As the topic of innovation keeps coming up from our clients and our prospect clients, we are wondering if authoring tools like Articulate Storyline or Adobe Captivate are now enough to fulfill our clients requirements.
On one hand, we acknowledge that this authoring tools help us a great deal for most of the eLearning requirements we face day to day, such as transitions, simple animations, click and reveals, quizzing, etc., and also they are very useful for reporting to the LMS different kind of data, allowing to wrap in SCORM the final eLearning modules.
However, when our clients request more advance functionality, we often have to make use of other software or find unorthodox solutions, for example, we recently received a request from one of our clients to use a more motion graphics approach to the eLearning module.

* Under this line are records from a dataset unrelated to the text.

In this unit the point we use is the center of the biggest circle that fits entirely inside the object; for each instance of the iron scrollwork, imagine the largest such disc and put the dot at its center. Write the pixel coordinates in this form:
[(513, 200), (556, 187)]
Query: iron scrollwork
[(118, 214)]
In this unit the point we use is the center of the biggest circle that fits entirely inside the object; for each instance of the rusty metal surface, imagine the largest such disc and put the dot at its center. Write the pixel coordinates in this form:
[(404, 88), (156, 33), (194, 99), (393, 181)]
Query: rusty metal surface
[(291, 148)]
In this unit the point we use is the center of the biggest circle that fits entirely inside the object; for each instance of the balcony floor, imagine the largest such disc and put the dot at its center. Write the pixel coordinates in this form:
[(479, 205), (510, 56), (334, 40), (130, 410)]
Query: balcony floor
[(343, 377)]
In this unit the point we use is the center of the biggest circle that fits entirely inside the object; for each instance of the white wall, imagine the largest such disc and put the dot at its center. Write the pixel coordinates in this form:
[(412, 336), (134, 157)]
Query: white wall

Like I stated before, eLearning authoring tools are great for most things, but probably not enough to help us in this tasks, given that they lack animation functionality, like keyframe animation (which provides a more flexible control over how things appear, move and transform on screen), masks, blend modes, etc.

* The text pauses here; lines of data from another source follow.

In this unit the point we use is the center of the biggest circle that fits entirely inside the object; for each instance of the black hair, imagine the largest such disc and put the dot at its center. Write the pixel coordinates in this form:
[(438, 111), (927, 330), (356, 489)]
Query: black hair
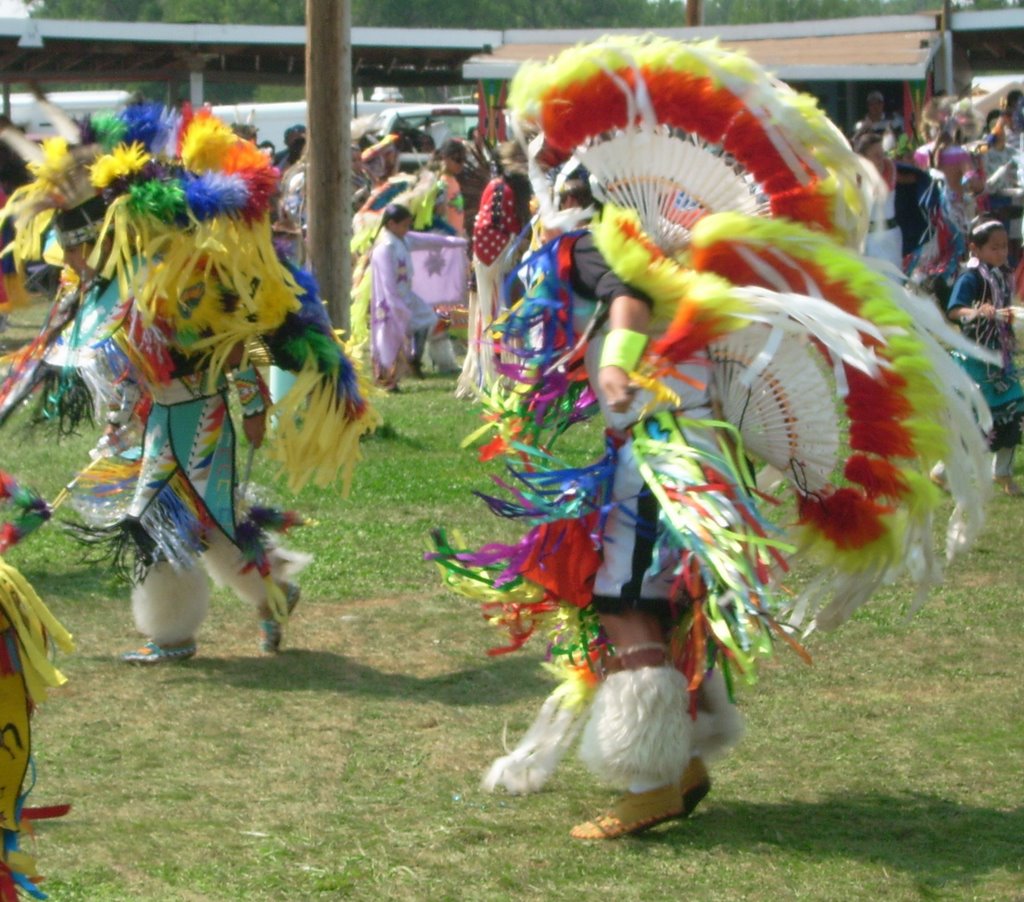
[(865, 140), (982, 228), (454, 149), (395, 213)]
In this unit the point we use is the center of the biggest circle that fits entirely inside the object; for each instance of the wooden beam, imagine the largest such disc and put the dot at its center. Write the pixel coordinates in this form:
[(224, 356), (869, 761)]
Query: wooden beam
[(329, 73)]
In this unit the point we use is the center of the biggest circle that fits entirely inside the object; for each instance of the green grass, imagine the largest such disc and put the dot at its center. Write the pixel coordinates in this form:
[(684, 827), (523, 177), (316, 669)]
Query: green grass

To solve this, we needed to make use Adobe After Effects, which is tailored toward these more complex animation tasks (and so much more!), but there is always this concern that files from this type of software won’t be LMS compliant. Since a tool like AE wasn’t intended to be used for eLearning purposes, by themselves the files exported from this software won’t be able to be directly integrated on an LMS (Although it really depends on the LMS, like Moodle, that accepts video files), there are some extra steps that need to take place to fully integrate it into an LMS.
For example, if you would like to add questions or have more of an interactive video, you then need to either import the videos into eLearning authoring tools, or custom code the SCORM wrapper. This also applies to things produced by other software, like game engines or even Camtasia.
In our experience, these extra steps are always worth exploring, since this will definitely open the doors to more engaging, interactive (and probably immersive, if we think of VR) ways to distribute training content.